Malheureusement indique ces mêmes sources, ces accords ne sont pas respectés par le Tchad qui doit des centaines de millions à ces différents hôpitaux. Un vrai casse-tête pour ces blessés qui ne savent plus à quel saint se vouer. N’ayant plus de moyens pour se soigner, la plupart des malades ont vidé les hôpitaux pour trouver refuge chez quelques rares étudiants du Caire en attendant que leurs parents du bercail leur viennent en aide. Ces jeunes inexpérimentés souvent enrôlés de force dans l’armée tombent aux premiers crépitements des armes.

Cet enrôlement forcé des jeunes dans l’armée a été toujours décrié par les Associations de Défense des Droits humains.
Une interpellation qui ne fait pas bouger d’un iota le pouvoir en place. Nonobstant les appels incessants des Adh, le pouvoir continue de plus belle à envoyer les jeunes sans formation militaire à l’abattoir.

Cette guerre fratricide n’a cessé de faire des victimes indirectes: veuves et orphelins foisonnent.

Les femmes des soldats envoyés au front n’arrivent plus à supporter les charges familiales. Mme Achta dont le mari est au front depuis trois mois se plaint du déficit d’information en ce qui concerne son époux. « Les nouvelles reçues au sujet de mon mari sont peu convaincantes, tantôt il est à Abéché, tantôt à Hadjer Marfaïne à telle enseigne qu’aucune information fiable ne circule au sujet de mon mari » s’exclame-t-elle. Elle affirme avoir perçu un mois de salaire de son mari sur trois. Selon elle, cette situation compromet dangereusement la survie de la famille. Incapable d’inscrire ses deux enfants à l’école, de s’occuper d’eux et de payer le loyer, la dame Achta est obligée d’envoyer un de ses enfants chez ses grands-parents.

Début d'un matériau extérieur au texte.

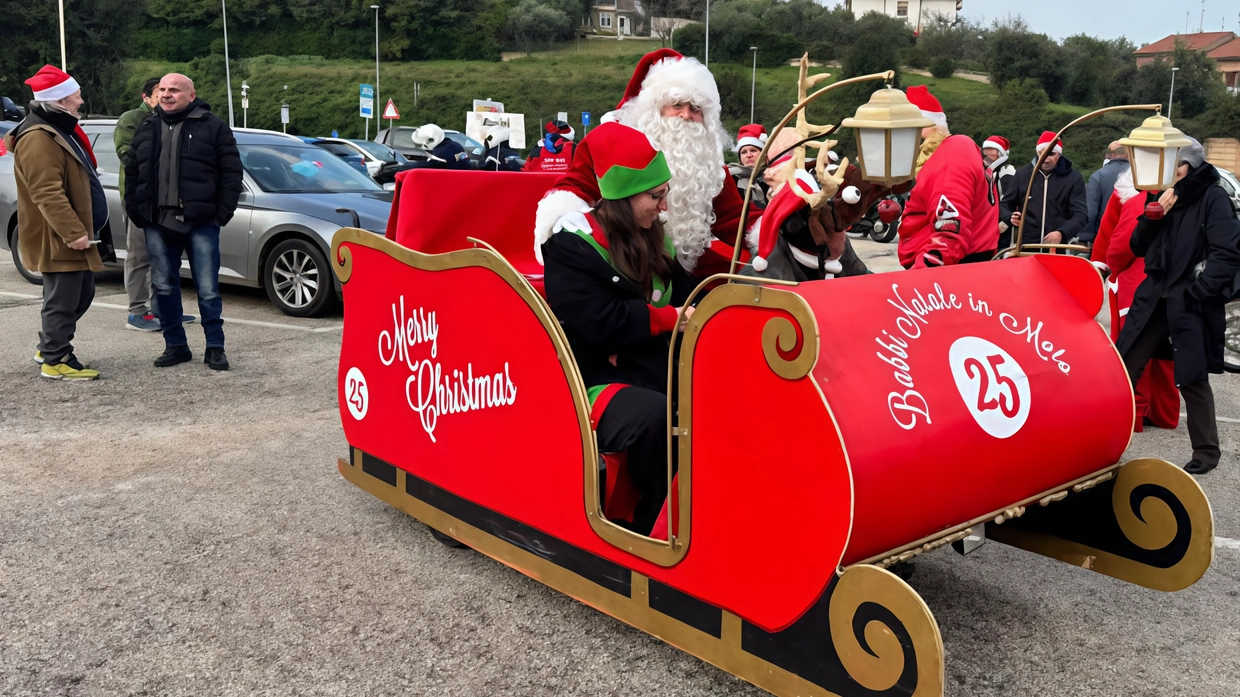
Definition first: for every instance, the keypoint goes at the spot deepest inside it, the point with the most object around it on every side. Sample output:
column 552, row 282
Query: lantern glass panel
column 1146, row 171
column 904, row 154
column 1171, row 160
column 873, row 151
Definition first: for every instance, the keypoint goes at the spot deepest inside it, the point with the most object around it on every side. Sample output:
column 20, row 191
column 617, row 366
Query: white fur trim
column 995, row 145
column 554, row 206
column 939, row 118
column 57, row 91
column 682, row 78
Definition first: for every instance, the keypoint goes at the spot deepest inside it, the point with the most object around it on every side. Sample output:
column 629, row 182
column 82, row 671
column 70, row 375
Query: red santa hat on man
column 998, row 143
column 665, row 76
column 1047, row 139
column 752, row 134
column 920, row 97
column 51, row 83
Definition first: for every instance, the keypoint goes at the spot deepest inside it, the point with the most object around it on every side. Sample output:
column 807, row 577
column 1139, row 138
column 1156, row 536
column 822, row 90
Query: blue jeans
column 165, row 248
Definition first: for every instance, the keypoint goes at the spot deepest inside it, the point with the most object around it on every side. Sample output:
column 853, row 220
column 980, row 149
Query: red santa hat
column 998, row 143
column 920, row 97
column 752, row 134
column 783, row 205
column 666, row 76
column 1047, row 139
column 51, row 83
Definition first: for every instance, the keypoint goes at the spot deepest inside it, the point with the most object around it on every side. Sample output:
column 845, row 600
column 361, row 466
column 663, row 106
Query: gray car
column 295, row 197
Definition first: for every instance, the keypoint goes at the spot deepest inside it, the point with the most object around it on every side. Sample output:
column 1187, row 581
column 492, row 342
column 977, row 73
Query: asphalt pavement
column 180, row 531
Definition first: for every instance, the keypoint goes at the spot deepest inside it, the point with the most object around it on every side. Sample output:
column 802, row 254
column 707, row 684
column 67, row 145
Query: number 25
column 1009, row 402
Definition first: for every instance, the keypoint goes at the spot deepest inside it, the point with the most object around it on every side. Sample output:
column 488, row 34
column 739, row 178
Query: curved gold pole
column 1037, row 168
column 761, row 156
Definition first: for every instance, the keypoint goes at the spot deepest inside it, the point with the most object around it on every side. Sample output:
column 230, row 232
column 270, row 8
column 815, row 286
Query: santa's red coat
column 579, row 180
column 1157, row 397
column 952, row 210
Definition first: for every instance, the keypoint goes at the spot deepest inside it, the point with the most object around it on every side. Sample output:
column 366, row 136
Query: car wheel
column 32, row 277
column 298, row 279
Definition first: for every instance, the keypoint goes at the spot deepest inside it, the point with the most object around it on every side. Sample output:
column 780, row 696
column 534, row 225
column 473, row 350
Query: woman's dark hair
column 636, row 253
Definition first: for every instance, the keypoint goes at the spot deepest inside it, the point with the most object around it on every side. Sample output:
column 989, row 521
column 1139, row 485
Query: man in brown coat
column 60, row 210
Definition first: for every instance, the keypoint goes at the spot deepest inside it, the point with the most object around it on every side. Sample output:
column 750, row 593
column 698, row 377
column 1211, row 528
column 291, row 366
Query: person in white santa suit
column 952, row 215
column 675, row 102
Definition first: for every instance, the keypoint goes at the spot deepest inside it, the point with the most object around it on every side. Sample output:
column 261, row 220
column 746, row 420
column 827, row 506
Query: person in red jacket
column 672, row 99
column 1156, row 395
column 952, row 213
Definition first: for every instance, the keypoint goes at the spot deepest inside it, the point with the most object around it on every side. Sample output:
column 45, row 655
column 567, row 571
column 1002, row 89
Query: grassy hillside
column 590, row 76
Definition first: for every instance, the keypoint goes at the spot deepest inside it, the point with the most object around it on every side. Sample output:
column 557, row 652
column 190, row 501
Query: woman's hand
column 686, row 313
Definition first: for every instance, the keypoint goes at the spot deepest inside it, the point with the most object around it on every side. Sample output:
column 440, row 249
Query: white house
column 914, row 11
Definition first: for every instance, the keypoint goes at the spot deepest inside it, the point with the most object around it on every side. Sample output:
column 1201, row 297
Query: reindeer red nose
column 888, row 211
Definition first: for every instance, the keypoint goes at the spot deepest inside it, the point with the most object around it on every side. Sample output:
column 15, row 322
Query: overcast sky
column 1142, row 21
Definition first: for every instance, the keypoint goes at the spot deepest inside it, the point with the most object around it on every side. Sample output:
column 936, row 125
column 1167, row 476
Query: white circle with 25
column 357, row 397
column 993, row 386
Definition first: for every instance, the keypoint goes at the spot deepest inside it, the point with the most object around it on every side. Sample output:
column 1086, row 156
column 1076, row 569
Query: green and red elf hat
column 624, row 161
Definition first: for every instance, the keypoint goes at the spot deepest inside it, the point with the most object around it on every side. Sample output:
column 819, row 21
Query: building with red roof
column 1223, row 46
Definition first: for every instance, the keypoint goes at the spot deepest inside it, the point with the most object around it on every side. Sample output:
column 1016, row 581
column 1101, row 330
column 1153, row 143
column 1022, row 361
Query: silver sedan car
column 295, row 197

D’autres femmes comme elle assiègent les établissements sanitaires à la quête des nouvelles de leur mari à l’arrivée de nouveaux blessés. Celles dont les maris appartiennent à la Brigade Anti-gangs affluent chaque mois devant l’ancien camp de la Compagnie Tchadienne de Sécurité(CTS) situé à Abéna non seulement pour s’enquérir des nouvelles de leurs époux mais également attendre le salaire afin de faire face aux difficultés de l’heure. Dur dur d’être la femme d’un soldat et pour ces femmes, cette guerre est sans objet. Pour ce faire, elles demandent au Président de la République Idriss Déby Itno de renoncer à cette guerre qui ne cesse de faire des veuves et d’endeuiller les familles tchadiennes et d’engager un dialogue inclusif et sincère pour une paix durable au Tchad.